Christina Aguilera is throwing herself down the drain too. Yet nobody is as interested in her.
One wonders what it could be.
The obvious answer is that in Sheen we have the perfect storm of a celebrity gone bad. One recalls Britney Spears, Lindsay Lohan, Miley Cyrus, and other meltdowns of late. All of them had similar ingredients: as they say, drugs, sex and rock 'n' roll.
Yet there is something about Sheen that gets us even more. I don't think it's the domestic violence angle. The wild partying. The sheer lack of remorse. The entertaining rages. Or even the fact that his character on Two and a Half Men is absolutely a version of his real self.
And no, it's not that he's Hollywood royalty. As we all know, Charlie Sheen is the son of legendary Martin Sheen, who was the embodiment of dignity and integrity as he played the President of the United States in The West Wing.
Martin Sheen also played noble labor leader in Wall Street. (Not incidentally he starred in the latter with his troubled son, and in that movie Charlie Sheen does a great job having a filmed breakdown.)
I remember showing that movie in "Introduction to Sociology," which I taught many years ago at Manhattan College. It was that good a film at portraying class divisions in the 1980s. It was that well-acted.
Wasn't it Freud who said that neuroses were typically caused by many things, not just one? If that's true then the public fascination with breakdowns like Charlie Sheen's are similarly multi-determined.
No, there is something different about this one.

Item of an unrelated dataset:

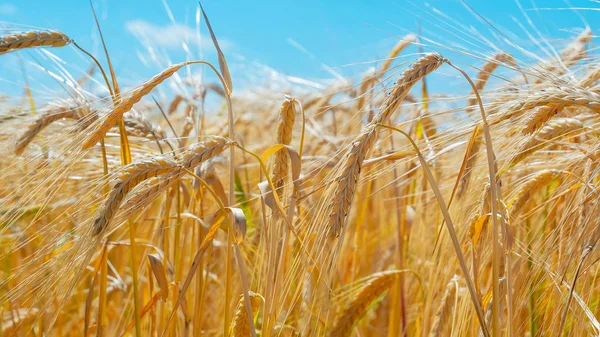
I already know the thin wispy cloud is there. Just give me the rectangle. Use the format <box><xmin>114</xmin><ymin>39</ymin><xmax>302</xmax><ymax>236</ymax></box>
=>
<box><xmin>125</xmin><ymin>19</ymin><xmax>232</xmax><ymax>51</ymax></box>
<box><xmin>0</xmin><ymin>3</ymin><xmax>17</xmax><ymax>15</ymax></box>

It seems to me - and I could be wrong here - that the public actually adores Charlie Sheen so much that his personal brand is completely unaffected by his devolution into an insane lunatic.

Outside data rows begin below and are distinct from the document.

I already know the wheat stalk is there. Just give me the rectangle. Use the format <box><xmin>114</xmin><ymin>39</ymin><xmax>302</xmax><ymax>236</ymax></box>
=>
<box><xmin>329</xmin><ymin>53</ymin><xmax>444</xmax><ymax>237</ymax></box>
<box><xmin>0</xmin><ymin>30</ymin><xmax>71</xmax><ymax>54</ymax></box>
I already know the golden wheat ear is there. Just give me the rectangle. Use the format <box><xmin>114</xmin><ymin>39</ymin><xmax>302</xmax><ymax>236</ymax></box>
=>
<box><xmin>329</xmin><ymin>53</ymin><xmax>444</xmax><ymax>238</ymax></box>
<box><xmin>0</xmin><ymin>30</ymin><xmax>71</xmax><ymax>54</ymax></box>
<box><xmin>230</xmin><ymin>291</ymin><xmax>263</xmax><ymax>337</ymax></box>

For the first time that I can remember, a movie star who is publicly doing the equivalent of jumping off the Brooklyn Bridge, yelling "Here I go....!" Is generating nothing more than - a shrug.
As if people are saying, "Oh that's just Charlie. Nothing new or remarkable there."
What is so interesting about this colossal act of self-destruction we are watching, this long, slow suicide leap that seems like it's been going on his whole life, is that it actually reinforces the consistency of his personal brand.
Speaking completely from the perspective of branding (sorry if this seems cold), what Sheen is doing actually seems to be helping his brand, if you can believe that.
True he is out of his mind right now. But the difference between this and, say, a Tiger Woods-type PR disaster, is that Sheen never pretended to be a goody-two-shoes. Or even to be normal. On top of that, he has plumbed the psyche of his own character on Two and a Half Men pretty thoroughly.
So that by this time the public gets it: Sheen is over the top, over the edge, and gone. With the sole exception of the production set. In which place he has historically been able to get his act together.
Something else is going on too. Sheen's particular type of psychosis - the hard-partying guy determined to rock his life until he crashes and burns - is a macho stereotype. It's hard for the public to see just how messed up he is, although really we all can see it. Because we've told men it's cool to do exactly what Sheen is doing, albeit to a lesser extent and without cursing out minorities.
One is tempted to say that the public sticks with Sheen, but has turned on famous women who partied themselves into similar humiliation, because of sexism. But that doesn't hold up under the microscope. Look at Mel Gibson, whose career is finished. The public did not forgive him for knocking his wife's teeth out. And he also had the reputation for playing a "wild and crazy guy." Why?
I would posit that Mel Gibson's most notable films, such as Braveheart, portrayed him as a character who loved someone, lost them, and then fought to avenge the injustice. This was his brand. When he beat up his wife, he broke his own promise to the public - which never forgave him. (The anti-Semitic rant didn't do him in, it was the domestic violence.)
The Charlie Sheen debacle is incredibly sad. But one has to admit that it is also fascinating, and that we're talking about it not out of any real concern for him.
Rather we are all focused on the spectacle itself - we're rubbernecking at the scene of the accident.
We're thinking about what the whole thing can teach us about our culture, and how some people capture the public's attention enduringly while others flame out.
Me, the cold being that I am, I take away the brand lesson. And that is, from a personal branding perspective, you do not have to be good or nice.
Frankly (although I don't want anyone to be bad), it can really work well to be "despicable me," as long as one is despicable in basically the same way throughout one's existence. Especially in a transparent world, people can learn to tolerate a lot of things, to get used to scoundrels over the long-term.
Look at Julian Assange. Another out-of-control and far more dangerous nut, some would say a terrorist, who thinks he is a hero (!) As long as he continues to sing the same tune, his brand will remain what it is. But if he abruptly shifts what he refers to as his moral core, then suddenly everything he has ever asserted will be called into question.
The lesson for individuals, again from a branding perspective, is this: Find your core. Then stay consistent. If you do a 180 degree turnaround, it will require extensive strategizing on your part if you wish to keep the same people in your life who were there before.
No matter how much you dislike the person you used to be, if you alter your brand without explanation, they will think that you are crazy. And the people you once counted on to be your audience will vanish.
Searching for another scoundrel, perhaps, who reminds them precisely of you.